In a pragmatic rush, they opted for the Tagus. The Civil War and the black years of autarchy cut the plans short, so that the works on the Tagus-Segura Transfer (TTS) were not resumed until 1965, and the transfer only opened in 1979, forty years ago.
Turn it for a better view
From a civil engineering point of view, figures were dazzling. A 292-kilometre canal with a flow rate of up to 33 cubic meters per second. At its starting point, at the Bolarque reservoir, water is pumped to bridge the 245-meter difference in height, along a 1,070 meter span.
However, the really relevant figures, those of the water that was supposed to be sent from one basin to another, were not only not fulfilled.
The first phase of the Transfer involved "an annual maximum of 600 million cubic metres" that would be diverted from the Tagus River to the Segura. Of these, 400 were for irrigation, 110 for urban consumption and the rest, estimated evaporation.
The 400 million cubic meters of water for irrigation are distributed among the provinces of Murcia, Alicante and Almeria. Murcia was allocated the greatest annual amount: 260 million cubic meters. And within Murcia, the Association of Irrigators to which the largest volume was allocated was that of the Campo de Cartagena, with 122 hm³ per year. The second phase was never approved.
Total net consumption of the Tagus-Segura transfer, destined for irrigation per hydrological year. (*) Data up to July 2019, in hm³. | Source: Confederación Hidrográfica del Segura
The average amount of water transferred from the Tagus to the Segura since 1980 has been less than half the maximum foreseen.
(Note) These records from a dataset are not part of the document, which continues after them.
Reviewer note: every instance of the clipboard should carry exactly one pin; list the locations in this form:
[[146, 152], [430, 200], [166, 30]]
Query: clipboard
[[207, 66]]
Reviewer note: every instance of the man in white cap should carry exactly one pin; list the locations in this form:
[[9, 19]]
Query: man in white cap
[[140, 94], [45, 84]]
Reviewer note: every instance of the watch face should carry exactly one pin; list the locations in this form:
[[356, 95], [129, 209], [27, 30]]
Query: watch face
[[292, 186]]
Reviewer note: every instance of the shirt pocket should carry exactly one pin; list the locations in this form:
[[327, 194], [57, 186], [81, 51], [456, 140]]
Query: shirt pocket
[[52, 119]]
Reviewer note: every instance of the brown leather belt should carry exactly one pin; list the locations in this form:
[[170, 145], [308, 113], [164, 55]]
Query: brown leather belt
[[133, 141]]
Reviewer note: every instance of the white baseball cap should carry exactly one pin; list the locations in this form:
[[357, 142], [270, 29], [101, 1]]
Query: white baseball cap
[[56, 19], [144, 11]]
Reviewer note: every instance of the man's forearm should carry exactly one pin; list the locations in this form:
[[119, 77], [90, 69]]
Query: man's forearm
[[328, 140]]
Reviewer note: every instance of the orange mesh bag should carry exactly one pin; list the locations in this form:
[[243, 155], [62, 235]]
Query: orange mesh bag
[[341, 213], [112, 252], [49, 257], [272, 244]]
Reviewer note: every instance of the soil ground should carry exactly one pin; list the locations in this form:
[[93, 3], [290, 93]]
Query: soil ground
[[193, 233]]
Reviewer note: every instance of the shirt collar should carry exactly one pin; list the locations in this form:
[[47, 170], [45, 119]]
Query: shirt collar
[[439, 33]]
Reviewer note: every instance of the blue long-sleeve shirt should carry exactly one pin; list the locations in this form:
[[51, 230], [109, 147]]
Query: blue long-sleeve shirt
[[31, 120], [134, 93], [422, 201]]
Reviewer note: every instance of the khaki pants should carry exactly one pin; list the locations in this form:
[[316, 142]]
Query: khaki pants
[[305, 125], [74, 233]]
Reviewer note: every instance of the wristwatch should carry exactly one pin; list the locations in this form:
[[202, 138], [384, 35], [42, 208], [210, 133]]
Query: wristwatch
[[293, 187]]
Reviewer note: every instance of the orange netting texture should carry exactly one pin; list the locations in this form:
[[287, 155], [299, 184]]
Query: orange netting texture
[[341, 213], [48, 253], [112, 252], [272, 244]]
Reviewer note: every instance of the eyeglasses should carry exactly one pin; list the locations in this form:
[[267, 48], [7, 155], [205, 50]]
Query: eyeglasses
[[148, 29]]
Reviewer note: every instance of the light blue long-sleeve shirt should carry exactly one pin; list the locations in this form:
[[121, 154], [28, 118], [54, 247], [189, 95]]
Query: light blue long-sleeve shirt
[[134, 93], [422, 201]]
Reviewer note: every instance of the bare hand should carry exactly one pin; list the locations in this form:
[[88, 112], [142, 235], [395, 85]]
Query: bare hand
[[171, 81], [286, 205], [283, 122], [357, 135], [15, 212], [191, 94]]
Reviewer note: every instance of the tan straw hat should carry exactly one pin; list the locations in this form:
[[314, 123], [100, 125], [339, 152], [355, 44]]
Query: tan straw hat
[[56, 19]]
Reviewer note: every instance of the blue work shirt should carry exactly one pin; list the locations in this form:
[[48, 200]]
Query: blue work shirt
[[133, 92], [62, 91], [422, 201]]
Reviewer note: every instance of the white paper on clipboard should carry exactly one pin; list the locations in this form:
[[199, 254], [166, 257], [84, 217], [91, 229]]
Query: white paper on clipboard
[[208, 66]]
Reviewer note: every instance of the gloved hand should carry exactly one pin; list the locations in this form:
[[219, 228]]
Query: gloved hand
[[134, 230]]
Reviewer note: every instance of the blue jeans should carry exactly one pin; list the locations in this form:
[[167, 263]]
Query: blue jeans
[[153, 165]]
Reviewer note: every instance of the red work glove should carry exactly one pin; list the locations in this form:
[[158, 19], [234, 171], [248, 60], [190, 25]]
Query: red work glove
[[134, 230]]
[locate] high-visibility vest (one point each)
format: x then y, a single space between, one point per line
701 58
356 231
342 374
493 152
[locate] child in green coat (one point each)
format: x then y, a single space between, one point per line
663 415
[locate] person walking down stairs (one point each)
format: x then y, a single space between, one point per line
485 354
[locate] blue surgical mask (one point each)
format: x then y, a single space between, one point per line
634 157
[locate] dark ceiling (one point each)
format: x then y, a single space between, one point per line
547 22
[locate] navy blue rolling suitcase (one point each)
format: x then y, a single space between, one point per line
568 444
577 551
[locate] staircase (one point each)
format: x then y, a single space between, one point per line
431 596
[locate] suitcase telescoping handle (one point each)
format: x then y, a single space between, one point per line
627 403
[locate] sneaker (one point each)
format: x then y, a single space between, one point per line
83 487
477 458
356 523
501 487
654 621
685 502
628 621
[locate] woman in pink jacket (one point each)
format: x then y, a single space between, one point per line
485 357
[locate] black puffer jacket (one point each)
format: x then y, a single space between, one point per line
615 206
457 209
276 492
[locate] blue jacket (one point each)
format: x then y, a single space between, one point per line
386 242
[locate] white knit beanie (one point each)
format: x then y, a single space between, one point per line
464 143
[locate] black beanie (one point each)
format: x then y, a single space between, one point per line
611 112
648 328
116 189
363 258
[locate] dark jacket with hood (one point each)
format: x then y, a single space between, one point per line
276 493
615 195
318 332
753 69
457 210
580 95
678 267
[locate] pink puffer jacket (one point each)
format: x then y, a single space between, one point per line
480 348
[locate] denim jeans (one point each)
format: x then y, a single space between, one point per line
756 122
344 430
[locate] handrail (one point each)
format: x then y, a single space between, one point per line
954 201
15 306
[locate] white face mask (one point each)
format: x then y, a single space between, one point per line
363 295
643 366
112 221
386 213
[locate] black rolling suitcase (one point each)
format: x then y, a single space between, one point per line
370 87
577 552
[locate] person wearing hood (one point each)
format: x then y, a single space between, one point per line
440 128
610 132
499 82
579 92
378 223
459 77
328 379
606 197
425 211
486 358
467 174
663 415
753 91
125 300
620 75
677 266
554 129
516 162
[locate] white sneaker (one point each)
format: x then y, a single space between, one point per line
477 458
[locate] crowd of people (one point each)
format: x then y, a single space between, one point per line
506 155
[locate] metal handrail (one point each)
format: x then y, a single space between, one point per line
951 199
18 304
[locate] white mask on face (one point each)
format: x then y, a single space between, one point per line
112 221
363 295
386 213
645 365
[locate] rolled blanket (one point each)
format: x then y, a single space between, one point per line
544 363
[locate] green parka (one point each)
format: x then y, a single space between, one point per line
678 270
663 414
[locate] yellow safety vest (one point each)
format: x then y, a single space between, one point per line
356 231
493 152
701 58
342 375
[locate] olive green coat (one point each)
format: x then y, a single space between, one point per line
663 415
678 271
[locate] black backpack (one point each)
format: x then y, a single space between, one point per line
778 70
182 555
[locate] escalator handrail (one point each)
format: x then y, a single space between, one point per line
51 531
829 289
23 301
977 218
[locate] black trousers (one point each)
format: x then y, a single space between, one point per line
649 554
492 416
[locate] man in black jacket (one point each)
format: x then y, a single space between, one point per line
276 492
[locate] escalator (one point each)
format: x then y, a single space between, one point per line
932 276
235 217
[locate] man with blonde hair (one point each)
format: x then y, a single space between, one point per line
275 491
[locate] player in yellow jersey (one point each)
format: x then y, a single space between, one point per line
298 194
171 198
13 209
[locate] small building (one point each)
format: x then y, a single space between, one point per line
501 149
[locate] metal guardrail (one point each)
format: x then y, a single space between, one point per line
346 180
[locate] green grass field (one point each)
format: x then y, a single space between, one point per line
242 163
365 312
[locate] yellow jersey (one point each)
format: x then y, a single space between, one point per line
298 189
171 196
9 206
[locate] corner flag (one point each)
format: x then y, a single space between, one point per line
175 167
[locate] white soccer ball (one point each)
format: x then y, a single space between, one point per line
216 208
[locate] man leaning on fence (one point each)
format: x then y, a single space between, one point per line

According to CHS figures, average irrigation resources from the transfer during the hydrological series 1980/81 - 2017/18 are quantified at 175 hm³/year (at destination point). That’s the medium of the long series. In recent years, when drought has returned, the transferred volume has been much lower.
Irrigation spread throughout the Segura basin and with it through the Campo de Cartagena as if the water from the Transfer had arrived in the expected quantity year after year.
As if there had not been intermittent but long drought periods that drastically reduced the volume transferred.
It wasn't very difficult to know where water for irrigation was drawn from. There is a hidden, parallel world to this transfer. There is another side of the story.
There is a gigantic root under the ground, from which most of the Campo de Cartagena actually drinks (up to 80% of the water in dry seasons), formed by wells, pipes and desalination plants. It has caused a natural disaster.
This situation has damaged the lagoon and has overexploited and polluted aquifers with nitrates from the fertilizers applied on intensively irrigated fields. A world beneath the furrows of iceberg lettuces, melons and lemon trees, a world that has furthermore a direct connection with the Mar Menor.
"When water from the transfer has been available, groundwater has covered 30 to 35 percent of the demand. But when no water from the transfer came, it was groundwater that covered up to 80 percent. (...) Groundwater is the key to the fact that it has at all been possible to maintain the system".
José Luis García Aróstegui, head scientist at IGME Murcia.